Un dernier mot sur Internet qui a déjà été évoqué par les intervenants précédents. Je voudrais dire combien ce peut être le levier de « notre alliance ». C’est justement le lieu du n’importe qui, qui ébranle aussi bien le savant que le journaliste. Au fond, de journaliste, vous n’en avez plus vraiment besoin pour faire partager votre savoir et en même temps vous prenez un peu peur, comme les journalistes, en vous demandant ce qui va sortir de tout ce bouillonnement. Ce bouillonnement, Nicolas Sarkozy veut à tout le prix le contrôler, en « civilisant internet » comme il l’écrivait à son ministre des Affaires étrangères en prévision d’une réunion du 68. Il y a des barbares et il faut leur apporter la civilisation supérieure. Niais ce bouillonnement c’est aussi notre chance d’une nouvelle alliance.

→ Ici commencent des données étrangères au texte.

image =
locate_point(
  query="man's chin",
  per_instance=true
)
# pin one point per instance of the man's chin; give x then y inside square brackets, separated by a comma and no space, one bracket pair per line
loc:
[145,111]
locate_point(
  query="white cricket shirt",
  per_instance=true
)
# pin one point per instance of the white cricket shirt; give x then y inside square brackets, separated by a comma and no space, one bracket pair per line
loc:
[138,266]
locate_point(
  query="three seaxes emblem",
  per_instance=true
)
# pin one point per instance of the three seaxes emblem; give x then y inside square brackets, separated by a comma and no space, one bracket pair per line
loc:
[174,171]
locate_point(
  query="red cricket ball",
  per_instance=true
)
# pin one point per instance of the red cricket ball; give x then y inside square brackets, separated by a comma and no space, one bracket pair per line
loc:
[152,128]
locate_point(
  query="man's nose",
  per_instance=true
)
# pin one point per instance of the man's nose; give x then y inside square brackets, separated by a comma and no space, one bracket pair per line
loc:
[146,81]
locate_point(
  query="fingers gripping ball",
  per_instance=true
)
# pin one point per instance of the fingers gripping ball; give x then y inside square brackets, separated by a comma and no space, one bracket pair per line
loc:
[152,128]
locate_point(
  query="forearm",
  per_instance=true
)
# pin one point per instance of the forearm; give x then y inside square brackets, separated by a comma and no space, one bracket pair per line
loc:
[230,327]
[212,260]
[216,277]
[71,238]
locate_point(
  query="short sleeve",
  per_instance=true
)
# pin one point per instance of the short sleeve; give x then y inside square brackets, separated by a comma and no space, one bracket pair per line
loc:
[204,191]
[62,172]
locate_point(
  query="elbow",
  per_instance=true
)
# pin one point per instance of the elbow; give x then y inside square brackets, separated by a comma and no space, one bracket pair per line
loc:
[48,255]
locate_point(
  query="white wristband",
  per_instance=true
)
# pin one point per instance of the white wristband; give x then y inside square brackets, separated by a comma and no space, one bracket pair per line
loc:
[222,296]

Je voudrais enfin vous livrer une préoccupation. Il y a eu une époque où nous n’étions pas nombreux à critiquer le sarkozysme. Mais aujourd’hui nombreux ceux qui pensent que le pouvoir va leur arriver comme un fruit mûr. Et du coup, ce que ce pouvoir a révélé sur le délitement démocratique passe au second plan. Et pourtant si ce pouvoir est arrivé, c’est parce que nous n’avons pas prêté assez d’attention à cette question de la démocratie.